Cervical cancer (CC) is one of the most common cancers in women. However, copy number alteration (CNA)-driven dysregulated genes and their functions in CC are still rarely investigated. In the present study, we conducted integrative analysis of CNA and gene expression data from The Cancer Genome Atlas (TCGA) cervical cancer to identify dysregulated genes triggered by CNAs. The integration of copy number status and RNA expression revealed 763 amplified and 1,391 deleted genes significantly dysregulated by the CNAs (P-value < 1e-8). Among these CNA genes, five driver genes, including PI3KCA, PI3KCB, DVL3, WWTR1, and ERBB2, exhibited a strong association with immune cell infiltration, suggesting that the pathways that they participate in may be involved in regulating immune cell infiltration. Moreover, we also observed that the genes of immunotherapeutic targets were abundantly expressed in the wild-type samples, suggesting that immunotherapy based on these immunotherapeutic targets may be applied to wild-type samples.

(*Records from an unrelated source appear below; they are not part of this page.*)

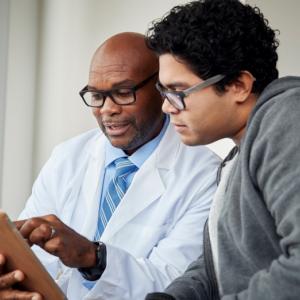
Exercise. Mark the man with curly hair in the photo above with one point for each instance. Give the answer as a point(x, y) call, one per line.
point(219, 79)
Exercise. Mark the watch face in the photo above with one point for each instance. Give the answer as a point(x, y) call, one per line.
point(95, 272)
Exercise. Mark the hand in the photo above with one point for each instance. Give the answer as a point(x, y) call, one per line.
point(7, 280)
point(58, 239)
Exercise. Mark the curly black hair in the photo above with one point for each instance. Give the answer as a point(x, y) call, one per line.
point(218, 37)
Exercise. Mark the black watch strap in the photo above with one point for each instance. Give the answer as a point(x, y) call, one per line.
point(95, 272)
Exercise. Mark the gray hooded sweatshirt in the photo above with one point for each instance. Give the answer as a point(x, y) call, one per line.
point(259, 224)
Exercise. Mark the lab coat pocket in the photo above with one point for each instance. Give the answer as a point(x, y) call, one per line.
point(140, 239)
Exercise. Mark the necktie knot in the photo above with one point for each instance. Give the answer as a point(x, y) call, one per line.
point(115, 192)
point(124, 167)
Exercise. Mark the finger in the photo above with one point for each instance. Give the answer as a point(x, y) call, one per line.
point(19, 223)
point(41, 234)
point(2, 263)
point(30, 225)
point(19, 295)
point(9, 279)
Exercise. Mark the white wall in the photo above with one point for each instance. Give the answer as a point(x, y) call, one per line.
point(50, 46)
point(4, 19)
point(20, 101)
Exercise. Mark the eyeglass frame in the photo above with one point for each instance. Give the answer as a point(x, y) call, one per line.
point(184, 93)
point(108, 93)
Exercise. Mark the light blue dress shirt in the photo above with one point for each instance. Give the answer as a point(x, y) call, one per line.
point(138, 158)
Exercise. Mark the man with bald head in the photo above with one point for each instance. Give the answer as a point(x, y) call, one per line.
point(119, 214)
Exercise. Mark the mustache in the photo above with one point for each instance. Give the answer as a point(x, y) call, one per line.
point(117, 121)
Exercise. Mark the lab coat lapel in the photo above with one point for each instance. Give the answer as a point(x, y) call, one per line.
point(90, 192)
point(147, 185)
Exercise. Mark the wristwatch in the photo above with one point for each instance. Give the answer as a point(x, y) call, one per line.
point(95, 272)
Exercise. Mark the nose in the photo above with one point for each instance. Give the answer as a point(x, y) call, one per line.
point(168, 108)
point(110, 107)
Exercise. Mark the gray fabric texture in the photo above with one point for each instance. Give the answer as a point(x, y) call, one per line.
point(259, 226)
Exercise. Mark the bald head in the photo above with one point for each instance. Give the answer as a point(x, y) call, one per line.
point(125, 51)
point(123, 73)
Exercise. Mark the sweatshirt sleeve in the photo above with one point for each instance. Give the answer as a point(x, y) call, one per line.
point(193, 284)
point(275, 170)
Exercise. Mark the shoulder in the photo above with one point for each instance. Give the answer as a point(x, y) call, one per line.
point(78, 147)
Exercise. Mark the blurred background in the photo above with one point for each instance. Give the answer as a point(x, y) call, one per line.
point(45, 52)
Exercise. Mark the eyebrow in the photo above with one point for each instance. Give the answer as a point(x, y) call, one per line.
point(125, 82)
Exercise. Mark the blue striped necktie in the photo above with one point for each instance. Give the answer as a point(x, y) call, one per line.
point(115, 192)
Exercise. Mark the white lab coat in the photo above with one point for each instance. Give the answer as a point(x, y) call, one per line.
point(156, 230)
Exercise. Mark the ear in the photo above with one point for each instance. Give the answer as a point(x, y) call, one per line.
point(242, 87)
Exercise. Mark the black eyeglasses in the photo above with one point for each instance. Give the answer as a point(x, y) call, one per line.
point(119, 95)
point(176, 98)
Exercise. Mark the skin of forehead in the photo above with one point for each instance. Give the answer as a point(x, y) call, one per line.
point(124, 52)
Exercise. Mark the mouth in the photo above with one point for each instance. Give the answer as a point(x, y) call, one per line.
point(116, 129)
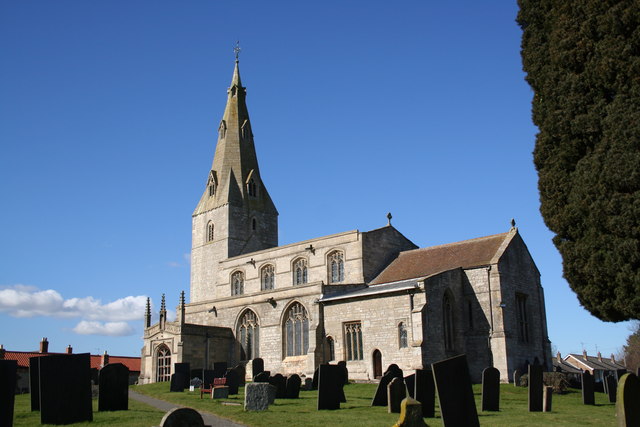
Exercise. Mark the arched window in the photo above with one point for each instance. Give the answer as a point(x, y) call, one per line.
point(247, 333)
point(336, 267)
point(296, 331)
point(447, 321)
point(300, 271)
point(210, 231)
point(237, 283)
point(267, 277)
point(163, 363)
point(402, 335)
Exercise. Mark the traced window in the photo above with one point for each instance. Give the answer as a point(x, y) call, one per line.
point(163, 362)
point(296, 331)
point(300, 271)
point(267, 277)
point(247, 333)
point(237, 283)
point(523, 323)
point(336, 267)
point(447, 321)
point(402, 335)
point(353, 340)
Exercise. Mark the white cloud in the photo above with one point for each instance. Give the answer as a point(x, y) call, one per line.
point(114, 329)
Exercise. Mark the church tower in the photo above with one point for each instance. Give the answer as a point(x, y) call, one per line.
point(235, 214)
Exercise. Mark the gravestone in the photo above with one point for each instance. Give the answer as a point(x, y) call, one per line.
point(257, 366)
point(490, 389)
point(293, 386)
point(535, 388)
point(113, 388)
point(410, 382)
point(588, 386)
point(256, 396)
point(233, 381)
point(34, 383)
point(8, 378)
point(425, 392)
point(410, 414)
point(329, 386)
point(457, 404)
point(627, 408)
point(396, 392)
point(547, 397)
point(262, 377)
point(65, 388)
point(180, 417)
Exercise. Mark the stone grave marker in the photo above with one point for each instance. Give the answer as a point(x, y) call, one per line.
point(588, 388)
point(65, 388)
point(396, 392)
point(535, 388)
point(547, 397)
point(256, 396)
point(457, 404)
point(425, 392)
point(490, 389)
point(329, 386)
point(410, 414)
point(113, 388)
point(8, 379)
point(293, 386)
point(628, 396)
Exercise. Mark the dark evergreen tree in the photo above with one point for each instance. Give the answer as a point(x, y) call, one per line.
point(582, 59)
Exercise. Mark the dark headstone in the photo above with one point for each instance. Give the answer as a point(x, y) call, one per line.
point(396, 391)
point(627, 408)
point(588, 394)
point(425, 392)
point(534, 378)
point(257, 366)
point(293, 386)
point(113, 388)
point(329, 386)
point(8, 378)
point(181, 417)
point(65, 388)
point(490, 389)
point(457, 404)
point(262, 377)
point(34, 383)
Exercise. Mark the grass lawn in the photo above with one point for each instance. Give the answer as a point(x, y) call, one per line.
point(138, 415)
point(567, 409)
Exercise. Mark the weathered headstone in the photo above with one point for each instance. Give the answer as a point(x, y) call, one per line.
point(534, 379)
point(547, 397)
point(113, 388)
point(627, 407)
point(425, 392)
point(65, 388)
point(457, 404)
point(396, 392)
point(410, 414)
point(8, 378)
point(490, 389)
point(329, 386)
point(588, 386)
point(180, 417)
point(293, 386)
point(256, 396)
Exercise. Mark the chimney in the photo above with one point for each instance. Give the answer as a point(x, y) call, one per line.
point(44, 345)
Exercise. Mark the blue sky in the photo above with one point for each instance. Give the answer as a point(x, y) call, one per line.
point(108, 118)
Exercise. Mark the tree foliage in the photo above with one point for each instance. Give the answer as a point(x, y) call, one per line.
point(582, 59)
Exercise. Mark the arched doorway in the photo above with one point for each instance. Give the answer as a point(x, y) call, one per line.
point(377, 364)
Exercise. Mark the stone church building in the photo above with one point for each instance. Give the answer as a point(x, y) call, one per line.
point(370, 298)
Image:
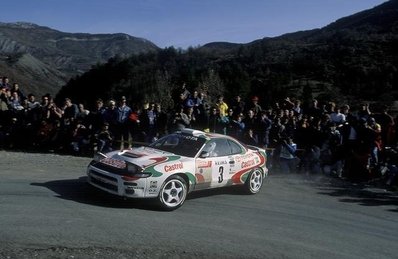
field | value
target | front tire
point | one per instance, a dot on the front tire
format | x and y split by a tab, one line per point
173	193
254	181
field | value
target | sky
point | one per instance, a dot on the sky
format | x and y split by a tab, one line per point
183	23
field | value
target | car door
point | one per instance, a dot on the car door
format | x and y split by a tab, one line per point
213	166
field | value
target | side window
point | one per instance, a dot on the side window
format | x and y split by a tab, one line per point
217	147
222	147
235	148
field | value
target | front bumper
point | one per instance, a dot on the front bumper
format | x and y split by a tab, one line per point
115	184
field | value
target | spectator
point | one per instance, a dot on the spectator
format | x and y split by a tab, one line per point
15	88
236	127
287	156
217	122
111	117
180	120
96	116
336	116
122	127
104	139
254	106
83	114
238	105
250	138
70	111
264	127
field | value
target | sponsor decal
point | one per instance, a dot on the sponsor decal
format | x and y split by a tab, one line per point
220	162
204	164
152	191
173	167
248	163
114	162
244	157
200	178
156	160
153	184
135	187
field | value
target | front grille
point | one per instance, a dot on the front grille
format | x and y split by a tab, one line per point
110	178
110	168
104	185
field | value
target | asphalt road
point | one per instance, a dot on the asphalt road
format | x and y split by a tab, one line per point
48	211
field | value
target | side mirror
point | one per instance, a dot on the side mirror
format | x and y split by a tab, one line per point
204	154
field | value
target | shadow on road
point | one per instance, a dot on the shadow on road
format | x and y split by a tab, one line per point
79	190
361	194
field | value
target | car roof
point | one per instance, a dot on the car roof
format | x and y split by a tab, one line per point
202	134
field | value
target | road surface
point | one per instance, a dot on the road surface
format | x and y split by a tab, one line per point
48	211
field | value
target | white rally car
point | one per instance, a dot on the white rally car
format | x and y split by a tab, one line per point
177	164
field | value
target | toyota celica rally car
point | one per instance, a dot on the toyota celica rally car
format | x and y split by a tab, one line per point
177	164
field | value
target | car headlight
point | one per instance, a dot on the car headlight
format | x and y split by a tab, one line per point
136	171
98	156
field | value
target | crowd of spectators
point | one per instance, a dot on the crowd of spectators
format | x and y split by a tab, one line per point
316	138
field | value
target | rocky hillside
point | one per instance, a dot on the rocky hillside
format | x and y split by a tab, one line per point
42	59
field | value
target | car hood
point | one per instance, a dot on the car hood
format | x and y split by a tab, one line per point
144	156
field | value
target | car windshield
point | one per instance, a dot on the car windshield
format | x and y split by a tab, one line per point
180	144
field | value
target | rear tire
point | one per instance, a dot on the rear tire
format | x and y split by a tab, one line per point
173	193
254	181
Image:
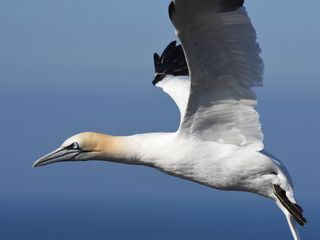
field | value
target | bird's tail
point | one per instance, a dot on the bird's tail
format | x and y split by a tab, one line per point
292	211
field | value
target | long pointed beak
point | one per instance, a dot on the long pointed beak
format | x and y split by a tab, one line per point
58	155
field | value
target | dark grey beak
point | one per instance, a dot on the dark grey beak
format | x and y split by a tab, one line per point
58	155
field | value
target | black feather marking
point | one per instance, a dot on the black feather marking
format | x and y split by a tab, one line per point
171	9
294	209
171	62
230	5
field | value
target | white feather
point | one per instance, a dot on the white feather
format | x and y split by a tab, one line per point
224	65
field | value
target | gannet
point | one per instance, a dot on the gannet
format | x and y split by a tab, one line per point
211	77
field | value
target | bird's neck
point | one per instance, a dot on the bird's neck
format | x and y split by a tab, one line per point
143	149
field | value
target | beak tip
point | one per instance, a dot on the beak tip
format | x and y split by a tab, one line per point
35	164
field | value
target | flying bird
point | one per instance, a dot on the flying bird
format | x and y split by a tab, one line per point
219	142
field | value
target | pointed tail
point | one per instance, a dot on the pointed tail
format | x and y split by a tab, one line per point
292	211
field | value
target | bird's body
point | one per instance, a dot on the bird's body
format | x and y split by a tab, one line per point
219	142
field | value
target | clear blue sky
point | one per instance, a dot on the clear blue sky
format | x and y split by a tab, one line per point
72	66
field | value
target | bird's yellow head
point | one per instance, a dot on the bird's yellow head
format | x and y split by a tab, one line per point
82	147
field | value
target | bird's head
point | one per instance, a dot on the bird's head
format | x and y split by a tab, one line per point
82	147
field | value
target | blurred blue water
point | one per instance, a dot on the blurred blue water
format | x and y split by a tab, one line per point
68	66
143	219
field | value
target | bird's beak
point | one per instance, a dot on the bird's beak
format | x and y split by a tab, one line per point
58	155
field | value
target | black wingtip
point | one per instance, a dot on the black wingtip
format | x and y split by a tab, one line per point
231	5
171	10
171	62
295	210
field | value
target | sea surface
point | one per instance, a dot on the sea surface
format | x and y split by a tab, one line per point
124	219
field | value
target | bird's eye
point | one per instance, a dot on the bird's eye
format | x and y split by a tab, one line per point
74	146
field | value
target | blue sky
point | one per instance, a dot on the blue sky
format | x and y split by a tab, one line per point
72	66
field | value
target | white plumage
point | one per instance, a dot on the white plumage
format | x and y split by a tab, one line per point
219	142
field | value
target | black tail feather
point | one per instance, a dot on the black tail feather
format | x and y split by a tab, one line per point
294	209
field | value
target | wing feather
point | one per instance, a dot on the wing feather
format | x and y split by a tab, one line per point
224	64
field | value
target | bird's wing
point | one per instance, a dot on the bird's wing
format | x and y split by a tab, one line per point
171	74
220	45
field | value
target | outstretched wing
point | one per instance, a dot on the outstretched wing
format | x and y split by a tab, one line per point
171	74
220	45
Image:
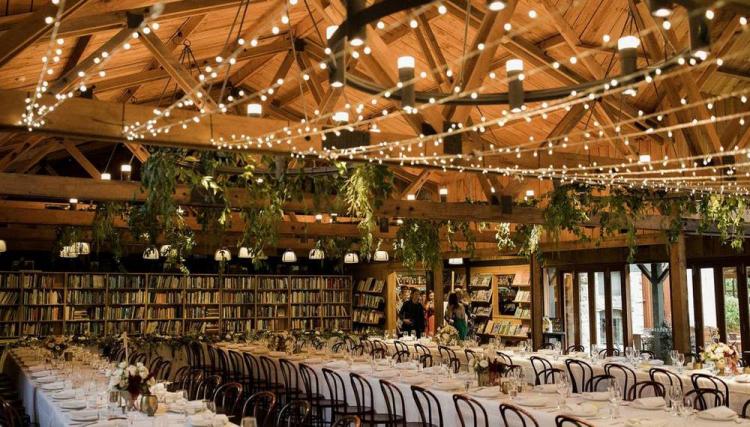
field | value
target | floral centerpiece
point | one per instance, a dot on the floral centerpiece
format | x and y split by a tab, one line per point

In addition, the two CNA driver genes, DVL3 and ERBB2, might be sensitive and resistant biomarkers for examining the tumor’s response to chemoradiotherapy, respectively. Particularly, the expression of ERBB2 was also observed to be higher in responders of chemotherapy than non-responders. Furthermore, a subset of CNA genes was identified to predict the prognosis of cervical cancer. In summary, our systematic data analysis of these CNA genes not only improved our understanding of the veiled mechanism behind immune cell infiltration, but also provided the potential clinical application of these CNA genes in cervical cancer.